Check block 32 via VAGCOM. If you are more than -5% you might be on the way to a bad seal. My reading was -20% IIRC when I had my issue!


----------



## 2pt0tee (Apr 28, 2008)

*Re: FV-QR (SmithersSP)*


_Quote, originally posted by *SmithersSP* »_Check block 32 via VAGCOM. If you are more than -5% you might be on the way to a bad seal. My reading was -20% IIRC when I had my issue!

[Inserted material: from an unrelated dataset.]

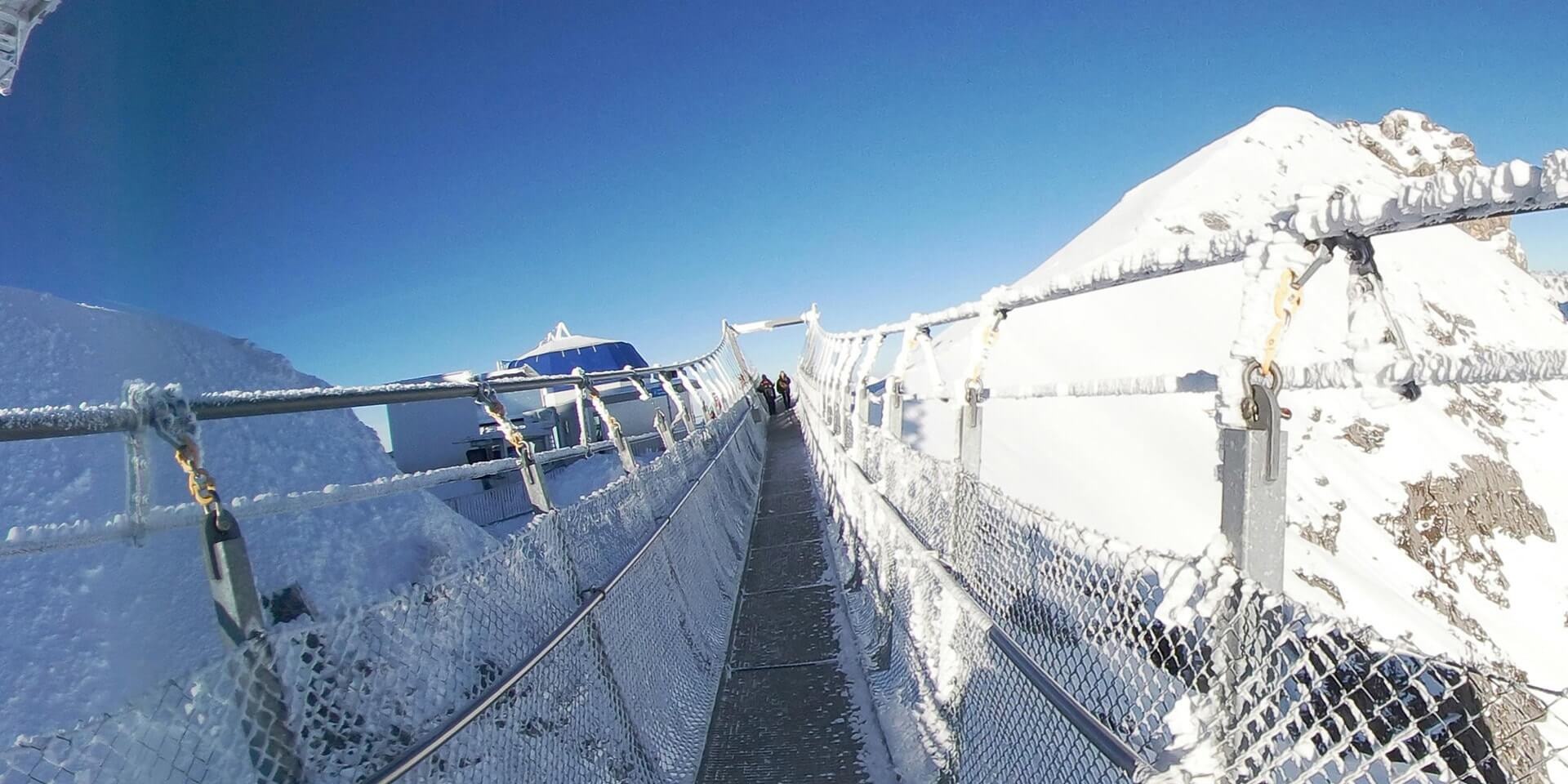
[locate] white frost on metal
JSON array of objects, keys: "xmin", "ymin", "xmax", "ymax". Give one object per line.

That's what I was looking for, thx for the info. Def don't think my fuel trims look that bad at this point but I will double check (107k miles on the car, running APR HPFP since about 55k).


----------



## rippie74 (Sep 26, 2007)

You can install brand new seals in your hpfp & install a "kit" upgrade. It doesn't matter... we are talking about tolerances that are within 1000's of an inch. If its not dead on, forget about it.


----------



## SmithersSP (May 24, 2006)

*FV-QR*

You sure about that? I mean I have a couple thousand on my MKD built. Originally when I put the KMD into an older pump it leaked. After I took the same exact internals and swapped them into a brand new pump (new seals) I was and have been fine. I think Josh has like 10K on his KMD with no problems. 
I remember you told me you had KMD send you a replacement and you still had the same problem. Did you place that second kit into a new pump or replace the seals? Just curious.
Thanks!


----------



## rippie74 (Sep 26, 2007)

*Re: FV-QR (SmithersSP)*

I used the factory hpfp & the KMD hpfp internals & it lasted 4 months. The pistion seized. Then they replaced it with the _armoly coated version _& it failed again that same day in a BRAND NEW HPFP from the parts dept @ Summit VW. I drove around with gas sloshing around in my crankcase for 1.5 weeks, CEL's galore... etc etc...
With the time/aggravation & $$$ I spend between missing work, renting cars etc... etc... I could have bought *2 APR hpfp's*
I've been using KMD Tuning for years without an issue. I like them its just that whoevers making their hpfp pump kits or at least the 2 I recieved were not machined correctly.


----------



## SmithersSP (May 24, 2006)

*FV-QR*

Gotcha. Thanks for the clarification.


----------